The Greater Victoria School District (SD61) scaled back their funding for janitors at elementary schools at the start of the school year—according to a grievance filed by the GVTA in September, desks are only cleaned once a week. This contravenes the province’s guidelines which require that, “cleaning and disinfection of frequently touched surfaces should occur at least once in a 24-hour period and when visibly dirty.”

To the GVTA’s grievance on cleaning frequency, Turcotte said SD61 has acknowledged the challenging situation and is “working on finding a solution.” Individual schools in Greater Victoria have also started to take matters into their own hands.

“Some schools have been reaching out to the district, sharing with them what their specific realities are—sharing with the district some of the things that have been happening in their schools—and the district has been responding to those letters individually,” she said.

The superintendent of SD61, Deb Whitten, did not respond to Capital Daily’s request for an interview, nor did she answer questions sent by email in time for publication.

According to Turcotte, the cuts to custodial hours are a result of “chronic underfunding by the province” that forces school districts to be increasingly frugal with their spending.

‘That was kind of tone deaf’

The health ministry also said they “recommend postponing non-essential close contact with those who are at a higher risk of developing severe illness or complications from COVID-19 or influenza” for people who are symptomatic.

They also included guidance for situations in which it is “essential to be in close contact with others” even when symptomatic: “Masking in indoor spaces, washing hands and respiratory etiquette.”

At her school, Avery said there has been no communication from public health officials about the rising level of sickness she is seeing. Instead, the school board explicitly pointed out that the province has relaxed infection control measures.

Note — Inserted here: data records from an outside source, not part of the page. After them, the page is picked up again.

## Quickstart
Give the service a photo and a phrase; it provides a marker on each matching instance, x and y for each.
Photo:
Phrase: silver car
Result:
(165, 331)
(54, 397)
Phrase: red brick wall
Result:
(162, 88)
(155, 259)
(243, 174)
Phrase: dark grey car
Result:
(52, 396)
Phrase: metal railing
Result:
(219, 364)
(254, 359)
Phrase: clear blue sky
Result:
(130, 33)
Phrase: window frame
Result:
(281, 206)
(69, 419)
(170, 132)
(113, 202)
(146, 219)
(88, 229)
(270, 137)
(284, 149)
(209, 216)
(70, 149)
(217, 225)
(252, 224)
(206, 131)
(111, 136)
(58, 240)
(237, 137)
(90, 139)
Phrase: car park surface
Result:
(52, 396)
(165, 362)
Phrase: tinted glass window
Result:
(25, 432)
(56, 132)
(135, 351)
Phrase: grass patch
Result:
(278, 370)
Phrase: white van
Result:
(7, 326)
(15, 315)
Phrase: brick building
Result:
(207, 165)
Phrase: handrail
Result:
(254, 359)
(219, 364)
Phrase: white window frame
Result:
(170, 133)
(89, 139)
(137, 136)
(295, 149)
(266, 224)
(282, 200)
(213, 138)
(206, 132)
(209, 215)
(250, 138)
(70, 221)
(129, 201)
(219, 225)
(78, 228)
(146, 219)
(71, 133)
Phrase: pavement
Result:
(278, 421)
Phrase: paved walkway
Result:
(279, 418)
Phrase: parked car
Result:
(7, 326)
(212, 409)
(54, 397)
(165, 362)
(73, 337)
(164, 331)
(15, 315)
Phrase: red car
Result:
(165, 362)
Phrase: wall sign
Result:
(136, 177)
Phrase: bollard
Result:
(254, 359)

“There was an email [last] week reminding us that public health no longer requires isolation,” Avery said, referring to a memo from the school board. “That was kind of tone deaf, I would say.”

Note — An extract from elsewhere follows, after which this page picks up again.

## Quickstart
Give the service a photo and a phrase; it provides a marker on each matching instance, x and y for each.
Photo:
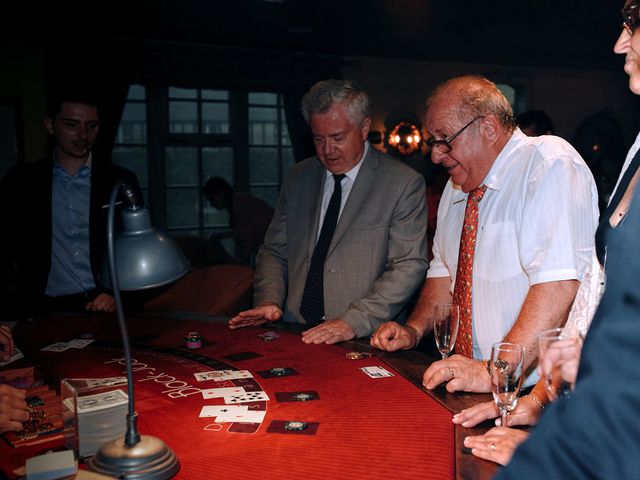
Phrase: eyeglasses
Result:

While the ministries keep encouraging people to stay home when sick, both Avery and Turcotte said this has not proved possible for many staff who have used up their paid sick days, or who choose to work while ill in order to ease the burden on other staff who would have had to fill in.

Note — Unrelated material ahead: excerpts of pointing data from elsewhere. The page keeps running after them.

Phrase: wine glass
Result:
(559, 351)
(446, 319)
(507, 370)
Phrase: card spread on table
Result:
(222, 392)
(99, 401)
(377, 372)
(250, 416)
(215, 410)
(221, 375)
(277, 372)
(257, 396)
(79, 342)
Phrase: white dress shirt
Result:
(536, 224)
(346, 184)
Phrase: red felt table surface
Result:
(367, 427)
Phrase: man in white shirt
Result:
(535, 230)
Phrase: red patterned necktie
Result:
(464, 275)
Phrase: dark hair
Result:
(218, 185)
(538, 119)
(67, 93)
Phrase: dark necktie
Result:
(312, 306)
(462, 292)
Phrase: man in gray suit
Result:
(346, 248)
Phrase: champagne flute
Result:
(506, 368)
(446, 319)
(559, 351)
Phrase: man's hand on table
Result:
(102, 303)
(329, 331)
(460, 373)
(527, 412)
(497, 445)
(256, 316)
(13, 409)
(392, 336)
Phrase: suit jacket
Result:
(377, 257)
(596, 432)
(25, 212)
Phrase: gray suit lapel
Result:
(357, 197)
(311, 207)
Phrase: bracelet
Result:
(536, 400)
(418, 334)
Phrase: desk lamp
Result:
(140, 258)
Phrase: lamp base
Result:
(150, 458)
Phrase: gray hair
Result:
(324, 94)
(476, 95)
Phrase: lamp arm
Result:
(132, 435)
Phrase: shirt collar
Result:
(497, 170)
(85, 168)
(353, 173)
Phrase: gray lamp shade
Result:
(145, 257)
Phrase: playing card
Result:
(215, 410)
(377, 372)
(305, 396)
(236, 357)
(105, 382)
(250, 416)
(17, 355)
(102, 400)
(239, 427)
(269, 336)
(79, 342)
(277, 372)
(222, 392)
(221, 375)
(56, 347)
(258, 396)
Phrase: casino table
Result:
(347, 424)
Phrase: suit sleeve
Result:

“We are short staffed every day and we're not as bad as some schools—like, we haven't had to double up classes yet—but I suspect in January, there's going to be some of that going on,” Avery said.

The GVTA does not get information from SD61 on the overall student absence rates in the district, but does know when absent teachers can’t be replaced because of a shortage of substitutes.

“Not having replacement teachers is certainly putting a lot of pressure on our teachers to have to go into work when they’re feeling not great, because they know that that becomes a burden for their colleagues,” Turcotte said, reiterating that the situation has not improved since earlier this month.  

In the wake of rising illnesses and a dearth of public health measures, the two said some staff are taking their own steps to prevent spreading viruses.

At Avery’s school, most teachers are now wearing masks, but not the students. Turcotte shared an anecdote about what teachers are seeing in Victoria: those who wear a mask to class have more students who also choose to wear one.

“It's just an interesting observation that maybe students would be more inclined if it was more normalized,” Turcotte said.